Nevis Premier presents 2015 tax-free $165million Budget

NIA CHARLESTOWN NEVIS — There will be no new taxes for the budgetary period 2015. Premier of Nevis and Minister of Finance Hon. Vance Amory made that disclosure when he presented the Nevis Island Administration’s just over $165 million budget at a sitting of the Nevis Island Assembly, Hamilton House, on December 16, 2014.

Mr. Amory said his Administration was fully aware of the need to protect the most vulnerable on Nevis and that any increases in taxes would reduce disposable income and push persons further below the poverty line.

“To this end, My Administration aims to present a tax-free budget for 2015,” he said.

The Finance Minister noted that the multi-million-dollar budget would be used for the Administration’s planned activities.

“Mr. President, to execute its plans and priorities, my Administration intends to incur total expenditure in the amount of $165.22 million. Our revenue collection is estimated at $145.23 million,” he said.

Mr. Amory also spoke to the budget for the NIA’s current expenditure in 2015 which had surpassed that budgeted for the previous year.

“The budget for current expenditure is $133.91 million, representing an increase of 5.56 percent of that budgeted for 2014. The approved salary increase of 3 percent with effect from January 2015 has no doubt created an expansion in the allocation of resources to all departments and ministries.

“It represents a tremendous sacrifice by taxpayers and is a testament to my Administration’s unwavering commitment to ensuring that civil servants are adequately compensated for the invaluable work they do. As a result, personal emoluments will rise to $66.78 million, representing 49.87 percent of current expenditure,” he said.

According to Mr. Amory, there were noticeable increases in expenditure allocations for the Audit Department, the Ministries of Finance, Education and Social Development.

“The increase in the allocation to the Audit Department is intended to enhance the critical objective of the department to provide value for money audits and the effective oversight and reporting on the stewardship of public resources.

“The Department will work assiduously to resolve the backlog in the completion of the Audit Report for submission to Parliament. In support of such objective the amount of $406,178 is allocated to the Department,” he said.

The allocation to the Ministry of Finance amounted to $54.77 million. Of that amount $26.61 million would be allocated to debt servicing.

Regarding the Ministry of Education’s allocation, Mr. Amory noted would be used to meet various objectives.

“ Mr. President, there is a re-conceptualization of the Education Sector that embodies a coherent policy for the delivery of education services that articulates the difference between secondary, tertiary and technical or vocational education.

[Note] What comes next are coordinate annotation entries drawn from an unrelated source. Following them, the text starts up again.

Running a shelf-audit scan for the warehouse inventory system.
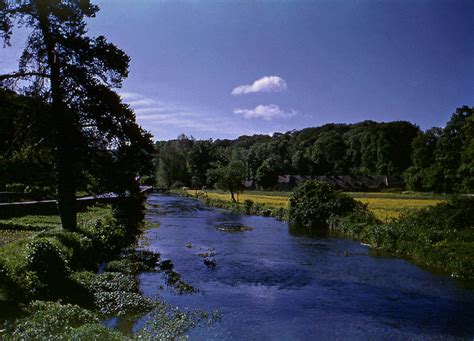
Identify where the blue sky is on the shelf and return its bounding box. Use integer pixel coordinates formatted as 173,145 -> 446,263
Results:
0,0 -> 474,140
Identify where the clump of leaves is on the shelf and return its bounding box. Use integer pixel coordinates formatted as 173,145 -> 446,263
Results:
288,180 -> 360,229
135,302 -> 222,340
73,272 -> 155,315
105,250 -> 160,275
3,301 -> 124,341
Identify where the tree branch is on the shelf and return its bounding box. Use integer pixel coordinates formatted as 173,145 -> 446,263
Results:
0,72 -> 50,81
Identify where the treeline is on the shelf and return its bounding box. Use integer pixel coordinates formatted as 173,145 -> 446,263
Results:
151,106 -> 474,193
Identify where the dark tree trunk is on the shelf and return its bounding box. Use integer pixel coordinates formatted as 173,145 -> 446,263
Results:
37,0 -> 77,231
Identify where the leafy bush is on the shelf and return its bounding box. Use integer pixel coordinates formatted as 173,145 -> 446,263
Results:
288,180 -> 360,228
105,250 -> 160,275
3,301 -> 124,340
39,230 -> 98,269
244,199 -> 254,214
331,197 -> 474,278
25,238 -> 69,287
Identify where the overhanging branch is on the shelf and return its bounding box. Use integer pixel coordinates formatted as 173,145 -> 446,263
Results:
0,72 -> 50,81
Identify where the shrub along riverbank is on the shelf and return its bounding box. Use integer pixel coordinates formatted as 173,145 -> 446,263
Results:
175,186 -> 474,280
0,202 -> 219,340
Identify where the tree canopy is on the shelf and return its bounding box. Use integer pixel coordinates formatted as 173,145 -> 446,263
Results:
0,0 -> 152,229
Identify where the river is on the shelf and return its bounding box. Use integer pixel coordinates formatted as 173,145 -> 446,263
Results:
131,194 -> 474,340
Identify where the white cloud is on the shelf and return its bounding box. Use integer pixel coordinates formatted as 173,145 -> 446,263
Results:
234,104 -> 296,121
232,76 -> 288,96
120,92 -> 257,138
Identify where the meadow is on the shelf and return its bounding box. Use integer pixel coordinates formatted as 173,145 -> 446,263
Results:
186,190 -> 449,221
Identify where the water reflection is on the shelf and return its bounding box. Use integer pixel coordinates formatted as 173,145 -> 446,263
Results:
139,195 -> 474,340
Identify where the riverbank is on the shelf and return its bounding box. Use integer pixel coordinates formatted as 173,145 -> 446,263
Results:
0,202 -> 215,340
176,191 -> 474,280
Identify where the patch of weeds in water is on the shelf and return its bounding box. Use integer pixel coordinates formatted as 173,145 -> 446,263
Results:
94,290 -> 156,316
164,270 -> 199,295
104,250 -> 160,275
216,223 -> 252,232
135,302 -> 222,340
198,249 -> 217,258
204,258 -> 217,269
74,272 -> 155,316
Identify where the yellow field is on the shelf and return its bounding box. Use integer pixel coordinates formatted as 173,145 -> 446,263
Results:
187,190 -> 444,220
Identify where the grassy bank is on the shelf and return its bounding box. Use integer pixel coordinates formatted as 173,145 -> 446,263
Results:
186,190 -> 449,221
181,191 -> 474,279
0,206 -> 219,340
330,197 -> 474,280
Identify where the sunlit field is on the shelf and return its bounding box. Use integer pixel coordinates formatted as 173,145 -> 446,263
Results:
187,190 -> 448,220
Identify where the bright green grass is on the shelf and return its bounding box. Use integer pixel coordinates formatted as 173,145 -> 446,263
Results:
0,206 -> 112,247
187,190 -> 450,221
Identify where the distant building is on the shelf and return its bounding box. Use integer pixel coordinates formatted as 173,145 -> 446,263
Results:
275,175 -> 405,191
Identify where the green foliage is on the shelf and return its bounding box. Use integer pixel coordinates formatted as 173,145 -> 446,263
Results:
331,197 -> 474,279
24,238 -> 69,290
0,215 -> 61,231
288,180 -> 358,229
105,250 -> 160,275
155,121 -> 419,188
211,161 -> 245,202
405,106 -> 474,193
255,159 -> 278,188
72,272 -> 154,315
81,217 -> 127,257
3,301 -> 124,341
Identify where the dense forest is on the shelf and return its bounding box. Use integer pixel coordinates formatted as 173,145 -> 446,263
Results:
154,106 -> 474,193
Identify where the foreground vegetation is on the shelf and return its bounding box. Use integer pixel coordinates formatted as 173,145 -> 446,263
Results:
0,206 -> 219,340
154,106 -> 474,193
328,197 -> 474,279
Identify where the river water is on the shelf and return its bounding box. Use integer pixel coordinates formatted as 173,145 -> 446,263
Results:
136,194 -> 474,340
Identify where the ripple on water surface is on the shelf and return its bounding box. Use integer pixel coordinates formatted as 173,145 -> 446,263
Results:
140,195 -> 474,340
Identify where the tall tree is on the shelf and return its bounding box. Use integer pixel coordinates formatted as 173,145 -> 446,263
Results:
0,0 -> 153,230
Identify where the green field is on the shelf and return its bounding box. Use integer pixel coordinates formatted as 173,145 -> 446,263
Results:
187,190 -> 449,220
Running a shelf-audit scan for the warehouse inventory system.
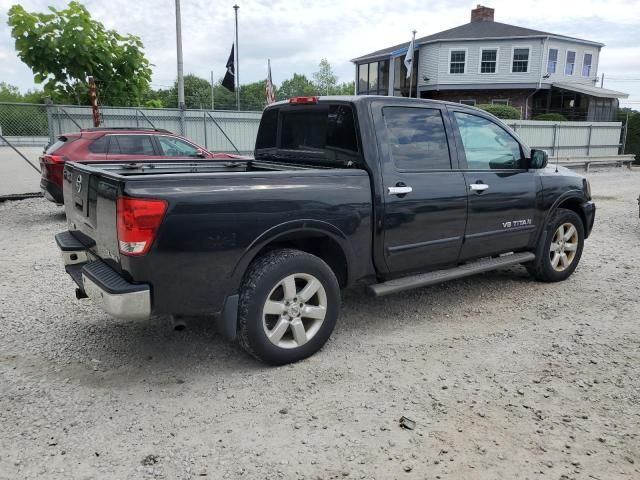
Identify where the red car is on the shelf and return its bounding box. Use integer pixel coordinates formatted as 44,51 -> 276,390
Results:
40,128 -> 243,204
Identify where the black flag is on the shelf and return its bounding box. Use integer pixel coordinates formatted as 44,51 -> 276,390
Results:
222,44 -> 236,92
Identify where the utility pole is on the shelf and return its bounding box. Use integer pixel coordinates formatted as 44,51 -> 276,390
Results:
233,4 -> 240,110
211,70 -> 215,111
176,0 -> 184,110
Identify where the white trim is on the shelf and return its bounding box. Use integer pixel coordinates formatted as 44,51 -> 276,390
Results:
580,50 -> 595,78
447,47 -> 469,75
478,46 -> 500,75
544,47 -> 560,75
509,45 -> 533,74
562,48 -> 578,77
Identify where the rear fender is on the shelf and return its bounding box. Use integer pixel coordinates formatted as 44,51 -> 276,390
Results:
228,219 -> 354,295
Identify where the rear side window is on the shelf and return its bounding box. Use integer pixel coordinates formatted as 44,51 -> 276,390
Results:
89,135 -> 109,153
383,107 -> 451,170
109,135 -> 155,155
44,137 -> 69,155
256,108 -> 278,149
280,105 -> 358,153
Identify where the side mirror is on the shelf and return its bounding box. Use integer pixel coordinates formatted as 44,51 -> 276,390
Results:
529,148 -> 549,170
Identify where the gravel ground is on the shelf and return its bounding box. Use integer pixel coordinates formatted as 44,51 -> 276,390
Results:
0,169 -> 640,480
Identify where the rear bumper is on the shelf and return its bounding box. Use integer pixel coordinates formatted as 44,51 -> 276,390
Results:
40,178 -> 64,205
580,202 -> 596,238
56,232 -> 151,320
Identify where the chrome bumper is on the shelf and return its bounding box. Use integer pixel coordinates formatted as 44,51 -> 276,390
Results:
56,232 -> 151,320
82,273 -> 151,320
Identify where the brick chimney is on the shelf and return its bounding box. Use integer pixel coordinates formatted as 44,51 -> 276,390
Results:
471,4 -> 495,22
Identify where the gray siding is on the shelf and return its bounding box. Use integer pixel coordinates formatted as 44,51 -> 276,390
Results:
543,38 -> 600,85
418,38 -> 599,88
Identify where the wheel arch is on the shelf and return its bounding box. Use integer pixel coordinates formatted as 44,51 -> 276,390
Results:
231,220 -> 354,292
545,192 -> 588,238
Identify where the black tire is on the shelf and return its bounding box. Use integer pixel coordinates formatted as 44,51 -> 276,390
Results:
238,249 -> 341,365
525,208 -> 584,282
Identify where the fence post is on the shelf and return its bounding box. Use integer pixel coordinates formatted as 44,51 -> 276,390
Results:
45,101 -> 56,143
180,108 -> 184,136
618,112 -> 629,155
202,112 -> 209,150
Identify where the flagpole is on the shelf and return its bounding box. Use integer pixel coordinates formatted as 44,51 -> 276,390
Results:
407,30 -> 418,98
176,0 -> 184,110
233,4 -> 240,110
211,70 -> 216,111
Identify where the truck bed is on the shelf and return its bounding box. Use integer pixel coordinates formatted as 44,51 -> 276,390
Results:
63,160 -> 373,315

“It is hoped that this change will assist further in the promotion of inclusive education that significantly increases the access and participation of individuals at these levels. To execute these and other objectives, the Ministry of Education is allocated $20.13 million,” he said.

The allocation for the Ministry of Finance amounted to $54.77 million, of which $26.61 million is assigned to debt servicing.

For Social Development, the Finance Minister explained that the allocation would be used for its myriad community programmes.

“The amount of $6.97 million in current expenditure is allocated to the Ministry of Social Development. The Ministry is ever vigilant in its quest to deliver social programmes that serve the collective interest of the Nevisian communities,” he said.

However, the projected current revenue for 2015 is $130.06 million and according to Mr. Amory, that figure represented an increase of 3.38 percent over the 2014 Budget.

“The bulk of this revenue is expected to be collected by the Ministry of Finance. Revenue collections from the Customs Department is budgeted at $42.49 million; an increase of 6.85 percent over the amount collected in 2013.The estimated revenue collection for the Inland Revenue Department in $53.92 million with [Value Added Tax] VAT estimated at $18.25 million and Stamp Duties of $12.5 million.

“Moreover, the revision of the fees and anticipated increase in business at the Financial Services Department will result in the collection of $13.50 million in revenue, an increase of 7.83 percent over 2013,” he said.

The Finance Minister added that the development of physical infrastructure would be critical to the expansion of opportunities in both the short and long term. As such, the capital expenditure budget would infuse $31.31 million into the local economy.